Today on the metro, 22 of the 25 people I see in my car -- men and women -- are wearing scarves. Due to this exhaustive survey, I could deduce that precisely 88% of all French adults are wearing scarves at any given time. Except that the other 3 of the 25 look like foreign tourists. Because they're not wearing scarves. So, I think I can safely conclude that 88% of the people you see in Paris and 100% of the French-people are going to be wearing scarves at any given moment. And no, that's not just when the weather is cold. When it's cold, the scarves help keep your neck warm. When it's warm, they just help you look fabulous. And French.

 

After a year and half here, I myself seem to have developed a scarf problem, much to Anthony's chagrin. Yes, my name is Kazz, and I am a scarfaholic. I'm an addict. I'm a fool for foulards.

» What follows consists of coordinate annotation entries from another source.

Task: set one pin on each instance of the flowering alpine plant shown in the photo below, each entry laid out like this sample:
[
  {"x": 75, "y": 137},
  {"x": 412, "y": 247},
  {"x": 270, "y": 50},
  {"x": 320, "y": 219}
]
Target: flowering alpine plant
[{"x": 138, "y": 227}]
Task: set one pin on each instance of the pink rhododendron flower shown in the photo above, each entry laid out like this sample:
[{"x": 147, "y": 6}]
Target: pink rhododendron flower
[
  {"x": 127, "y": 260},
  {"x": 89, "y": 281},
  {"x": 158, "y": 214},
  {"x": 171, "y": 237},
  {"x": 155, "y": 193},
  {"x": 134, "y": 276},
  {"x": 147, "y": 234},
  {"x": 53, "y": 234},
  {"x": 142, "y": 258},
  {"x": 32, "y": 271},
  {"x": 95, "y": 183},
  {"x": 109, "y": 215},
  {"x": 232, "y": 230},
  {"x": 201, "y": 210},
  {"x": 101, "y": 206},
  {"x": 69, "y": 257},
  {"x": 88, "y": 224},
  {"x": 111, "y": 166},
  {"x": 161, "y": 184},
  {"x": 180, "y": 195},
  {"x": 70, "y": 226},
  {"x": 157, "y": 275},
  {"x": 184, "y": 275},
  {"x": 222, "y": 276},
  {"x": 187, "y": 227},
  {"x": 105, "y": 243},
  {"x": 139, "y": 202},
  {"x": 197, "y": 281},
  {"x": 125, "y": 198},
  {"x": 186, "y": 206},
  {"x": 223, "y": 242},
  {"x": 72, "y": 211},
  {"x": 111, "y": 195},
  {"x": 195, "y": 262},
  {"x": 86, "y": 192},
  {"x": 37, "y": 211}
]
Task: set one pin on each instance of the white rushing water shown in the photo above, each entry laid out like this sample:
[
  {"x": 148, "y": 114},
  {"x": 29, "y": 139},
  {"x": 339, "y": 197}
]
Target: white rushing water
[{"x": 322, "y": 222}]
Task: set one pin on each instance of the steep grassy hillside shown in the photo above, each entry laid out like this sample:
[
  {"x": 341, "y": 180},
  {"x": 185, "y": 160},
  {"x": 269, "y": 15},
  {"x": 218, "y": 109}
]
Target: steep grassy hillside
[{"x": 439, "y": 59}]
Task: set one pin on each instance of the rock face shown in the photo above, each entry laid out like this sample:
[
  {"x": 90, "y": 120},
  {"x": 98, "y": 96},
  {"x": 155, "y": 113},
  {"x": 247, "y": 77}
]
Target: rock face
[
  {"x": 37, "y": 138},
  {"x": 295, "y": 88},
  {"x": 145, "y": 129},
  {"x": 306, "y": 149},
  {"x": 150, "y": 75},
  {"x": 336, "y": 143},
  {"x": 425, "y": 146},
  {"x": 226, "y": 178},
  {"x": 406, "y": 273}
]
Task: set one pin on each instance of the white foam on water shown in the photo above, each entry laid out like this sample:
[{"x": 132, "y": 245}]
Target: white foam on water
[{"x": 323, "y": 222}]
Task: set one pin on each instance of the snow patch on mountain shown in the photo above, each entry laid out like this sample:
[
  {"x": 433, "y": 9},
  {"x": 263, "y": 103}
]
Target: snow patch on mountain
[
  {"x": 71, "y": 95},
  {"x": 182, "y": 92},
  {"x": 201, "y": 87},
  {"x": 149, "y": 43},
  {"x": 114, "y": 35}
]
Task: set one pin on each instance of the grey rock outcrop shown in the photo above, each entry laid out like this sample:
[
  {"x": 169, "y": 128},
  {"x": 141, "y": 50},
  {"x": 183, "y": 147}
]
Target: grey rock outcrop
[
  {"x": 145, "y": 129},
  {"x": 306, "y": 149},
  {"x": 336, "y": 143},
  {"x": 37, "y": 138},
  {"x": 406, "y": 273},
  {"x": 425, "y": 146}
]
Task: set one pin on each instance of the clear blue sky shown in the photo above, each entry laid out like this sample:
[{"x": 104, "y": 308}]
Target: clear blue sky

I'm not just a fool for foulards (pronounced "foo-LAR"), but also écharpes, étoffes, carrés, châles, bandages, bandoulières, cache-col, cache-cou, cache-nez, and cagoules. Those pretty much mean "scarf" to you and me. Much like the Inuits supposedly have umpteen words meaning "snow", the French have a vocabulary that matches the flair they wear, though I have to tell you the terms you really hear most often are foulard, écharpe, and châle.

So is there a difference? Technically, yes:
 foulard = usually light fabric, long scarf
écharpe = heavier, often knit or wool or fleece, more wintery long scarf
foulard or écharpe capuchon = scarf with hood attached
châle = shawl, usually very wide rectangle that wraps around shoulders
pèlerine or cape = cape
étoffe = large square fabric, used shawl-style, often finer fabric or adorned
carré = square style, smaller like a hankerchief, might tie around the neck
bandage = white scarf, wrapped around bandage-style, and, yes, often in the case of injury
bandoulières = sash, may hold ammunition but could also be a sash on a king or on Miss France
cache-col or cache-cou = literally "neck-hider", a connected scarf to go around the neck
cache-nez = literally "nose-hider", a mask/scarf for the bottom half of the face in extreme cold
cagoule = a full face-mask/scarf worn in winter sports and bank robberies

For example, foulards:


Echarpes:


Châles:


Etoffes and carrés (the two shimmery étoffe on the left are about a meter or yard square, and the other three are about a foot or 35cm square):

Cache-col:
 

It's impossible to access 50 or so scarves from a drawer (and this is Paris: who even has a drawer this big?). So I hang them on some wooden valets that came in our furnished apartment:
 

Probably the most common ways to wear a scarf (on both women and men) are the European Loop, the Turtleneck, the Toss, and the Basic Loop. What are these, and how does one wear a scarf without looking like a total goob? This is the best tutorial I've found. These aren't the only ways to wear a scarf, but it's most of them, frankly, and certainly if you master even a few, you'll be able to pass for a native in Paris.
 

My personal favorite way to wear a scarf is a modified version of the Modern One Loop (because I use Two Loops) and the Double Rainbow.